Abbas seek Jordan's help to stop Israeli offensive
AMMAN (AFP) - Palestinian president Mahmud Abbas met Jordan's King Abdullah II on Tuesday to ask for his help in stopping the two-week-old Israeli offensive in Gaza in which more than 50 Palestinians have been killed.
Call for probes into shootings of two Palestinian photographers by Israeli troops
Reporters Without Borders today condemned the action of the Israeli troops who shot and wounded Palestinian news photographers Hamid Al Khur and Mohammad Al Zaanoun on 7 and 8 July while they were covering clashes between Israelis and Palestinians in the Gaza Strip.
“Khur and Zaanoun were both wearing yellow vests that clearly identified them as journalists, so there was no way they could have been mistaken for combatants,” Reporters Without Borders said, calling on the Israeli authorities to carry out investigations to establish how they came to be shot.

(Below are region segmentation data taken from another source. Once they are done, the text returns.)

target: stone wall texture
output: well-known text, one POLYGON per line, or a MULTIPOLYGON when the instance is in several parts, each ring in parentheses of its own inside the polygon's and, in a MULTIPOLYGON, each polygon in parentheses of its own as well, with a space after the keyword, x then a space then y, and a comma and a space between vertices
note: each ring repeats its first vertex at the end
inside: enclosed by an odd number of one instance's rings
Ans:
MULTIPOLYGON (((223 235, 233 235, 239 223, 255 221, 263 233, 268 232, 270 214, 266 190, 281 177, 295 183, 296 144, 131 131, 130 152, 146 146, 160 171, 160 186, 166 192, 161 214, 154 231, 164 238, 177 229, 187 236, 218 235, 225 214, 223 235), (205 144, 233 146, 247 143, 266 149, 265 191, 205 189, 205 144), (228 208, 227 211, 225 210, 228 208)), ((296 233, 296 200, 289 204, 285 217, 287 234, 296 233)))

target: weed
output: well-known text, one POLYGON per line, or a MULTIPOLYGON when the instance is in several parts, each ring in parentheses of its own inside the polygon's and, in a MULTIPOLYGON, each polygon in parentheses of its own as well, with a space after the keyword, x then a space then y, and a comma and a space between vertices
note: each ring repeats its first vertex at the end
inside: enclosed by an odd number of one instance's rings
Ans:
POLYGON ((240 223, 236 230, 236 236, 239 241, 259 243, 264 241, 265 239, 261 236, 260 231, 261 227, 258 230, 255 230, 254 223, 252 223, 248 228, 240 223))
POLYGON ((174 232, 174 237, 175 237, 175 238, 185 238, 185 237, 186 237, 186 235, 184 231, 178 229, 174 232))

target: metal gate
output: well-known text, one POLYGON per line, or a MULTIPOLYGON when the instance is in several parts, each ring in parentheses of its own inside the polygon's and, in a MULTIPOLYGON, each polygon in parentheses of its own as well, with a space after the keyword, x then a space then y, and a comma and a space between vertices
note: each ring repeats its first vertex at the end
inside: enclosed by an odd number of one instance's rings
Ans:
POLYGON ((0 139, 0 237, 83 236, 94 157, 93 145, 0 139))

Khur, a photographer with the Turkish news agency Ihlas, was shot twice by Israeli soldiers on 7 July while covering clashes between Palestinian militants and the Israeli army in Beit Lahiya, in the north of the Gaza Strip. Khur, who was wearing a bullet-proof vest at the time, was hit first in the chest and then in the right arm. He was initially taken to Kamal Adwan hospital, and from there to a hospital in Jerusalem the next day.
Zaanoun, a photographer with the Palestinian online news agency Ma’an, was working in the district of al-Zaitoun, south of Gaza City, when Israeli tanks arrived on the morning of 8 July. He was wounded while photographing the bodies of two Palestinian militants who had been killed in the course of the Israeli incursion. He continued to take photographs until shot in the leg and stomach by an Israeli sniper. He was taken to an Israeli hospital where he was said to be in a critical condition.